Data Transfers¶

Background¶

Each Balsam Job may require data to be staged in prior to execution or staged out after execution. A core feature of Balsam is to interface with services such as Globus Transfer and automatically submit and monitor batched transfer tasks between endpoints.

This enables distributed workflows where large numbers of Jobs with relatively small datasets are submitted in real-time: the Site manages the details of efficient batch transfers and marks individual jobs as STAGED_IN as the requisite data arrives.

To use this functionality, the first step is to define the Transfer Slots for a given Balsam App. We can then submit Jobs with transfer items that fill the required transfer slots.
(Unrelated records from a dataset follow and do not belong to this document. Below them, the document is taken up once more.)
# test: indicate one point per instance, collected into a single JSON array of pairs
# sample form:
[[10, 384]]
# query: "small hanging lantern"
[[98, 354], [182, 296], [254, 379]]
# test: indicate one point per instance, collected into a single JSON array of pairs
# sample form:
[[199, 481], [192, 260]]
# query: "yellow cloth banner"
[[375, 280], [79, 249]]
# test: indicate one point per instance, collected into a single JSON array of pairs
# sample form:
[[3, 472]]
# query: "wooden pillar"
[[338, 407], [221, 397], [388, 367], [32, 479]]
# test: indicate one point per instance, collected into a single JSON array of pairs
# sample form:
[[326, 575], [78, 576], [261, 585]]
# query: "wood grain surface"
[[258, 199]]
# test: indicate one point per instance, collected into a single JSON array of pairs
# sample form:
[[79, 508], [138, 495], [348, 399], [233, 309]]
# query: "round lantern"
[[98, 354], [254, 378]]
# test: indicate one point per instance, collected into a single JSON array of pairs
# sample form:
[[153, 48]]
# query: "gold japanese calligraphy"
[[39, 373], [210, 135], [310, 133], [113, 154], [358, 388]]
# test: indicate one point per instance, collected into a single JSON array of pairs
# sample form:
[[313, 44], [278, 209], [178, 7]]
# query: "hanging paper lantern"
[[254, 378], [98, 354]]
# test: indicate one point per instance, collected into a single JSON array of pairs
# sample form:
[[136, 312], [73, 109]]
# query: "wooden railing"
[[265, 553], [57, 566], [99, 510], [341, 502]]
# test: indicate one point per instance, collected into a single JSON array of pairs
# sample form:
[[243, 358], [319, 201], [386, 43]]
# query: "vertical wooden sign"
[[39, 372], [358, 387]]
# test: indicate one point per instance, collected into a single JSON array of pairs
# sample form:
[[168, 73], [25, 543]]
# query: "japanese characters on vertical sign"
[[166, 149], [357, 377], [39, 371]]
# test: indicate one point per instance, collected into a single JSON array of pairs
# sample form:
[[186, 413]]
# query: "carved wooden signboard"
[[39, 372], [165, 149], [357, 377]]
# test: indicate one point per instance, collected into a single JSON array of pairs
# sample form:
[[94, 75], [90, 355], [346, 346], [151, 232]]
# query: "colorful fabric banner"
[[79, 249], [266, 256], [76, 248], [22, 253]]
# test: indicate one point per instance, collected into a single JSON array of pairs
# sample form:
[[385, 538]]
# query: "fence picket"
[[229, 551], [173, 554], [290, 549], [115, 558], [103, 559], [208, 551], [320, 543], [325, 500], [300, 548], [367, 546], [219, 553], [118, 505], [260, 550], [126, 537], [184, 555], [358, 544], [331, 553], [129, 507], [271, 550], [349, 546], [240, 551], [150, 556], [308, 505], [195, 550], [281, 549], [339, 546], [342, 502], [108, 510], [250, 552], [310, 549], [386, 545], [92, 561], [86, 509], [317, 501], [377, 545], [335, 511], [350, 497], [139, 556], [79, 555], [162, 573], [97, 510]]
Be sure to read these two sections in the user guide for more information. The only other requirement is to configure the transfer plugin at the Balsam Site and authenticate with Globus, which we explain below.

Configuring Transfers¶

When using the Globus transfer interface, Balsam needs an access token to communicate with the Globus Transfer API. You may already have an access token stored from a Globus CLI installation on your machine: check globus whoami to see if this is the case. Otherwise, Balsam ships with the necessary tooling and you can follow the same Globus authentication flow by running:

$ balsam site globus-login

Next, we configure the transfers section of settings.yml:

transfer_locations should be set to a dictionary of trusted location aliases. If you need to add Globus endpoints, they can be inserted here.
globus_endpoint_id should refer to the endpoint ID of the local Site.
globus_endpoint_site_path specifies the path on the Globus endpoint, which might be different from the path used on login/compute nodes (e.g. for ALCF home filesystem, paths begin with /home/${USER}, but on the dtn_home endpoint, paths begin with /${USER}.)
max_concurrent_transfers determines the maximum number of in-flight transfer tasks, where each task manages a batch of files for many Jobs.
transfer_batch_size determines the maximum number of transfer items per transfer task. This should be tuned depending on your workload (a higher number makes sense to utilize available bandwidth for smaller files).
num_items_query_limit determines the maximum number of transfer items considered in any single transfer task submission.
service_period determines the interval (in seconds) between transfer task submissions.

Globus requires that you give Balsam consent to make transfers on your behalf; consent is granted for each endpoint that you intend to use. You can review your Globus consents here. For any endpoints that you have configured above (including the globus_endpoint_id), determine the Globus endpoint id, and execute the following command:

balsam site globus-login -e ENDPOINT_ID1 -e ENDPOINT_ID2

Note that globus_endpoint_id in settings.yaml will be used to stage input data in, and to stage output data out. This endpoint id will depend on the filesystem where your site is located (e.g. at ALCF, if it's in your home directory, use alcf#dtn_home; if it's on the Eagle filesystem, use alcf#eagle_dtn). Also make sure that the path to your site is set to correspond to how it is mapped on your Globus endpoint, using the globus_endpoint_site_path setting above.

Once settings.yml has been configured appropriately, be sure to restart the Balsam Site:

$ balsam site sync

The Site will start issuing stage in and stage out tasks immediately and advancing Jobs as needed. The state of transfers can be tracked using the Python API:

from balsam.api import TransferItem

for item in TransferItem.objects.filter(direction="in",  state="active"):
    print(f"File {item.remote_path} is currently staging in via task ID: {item.task_id}")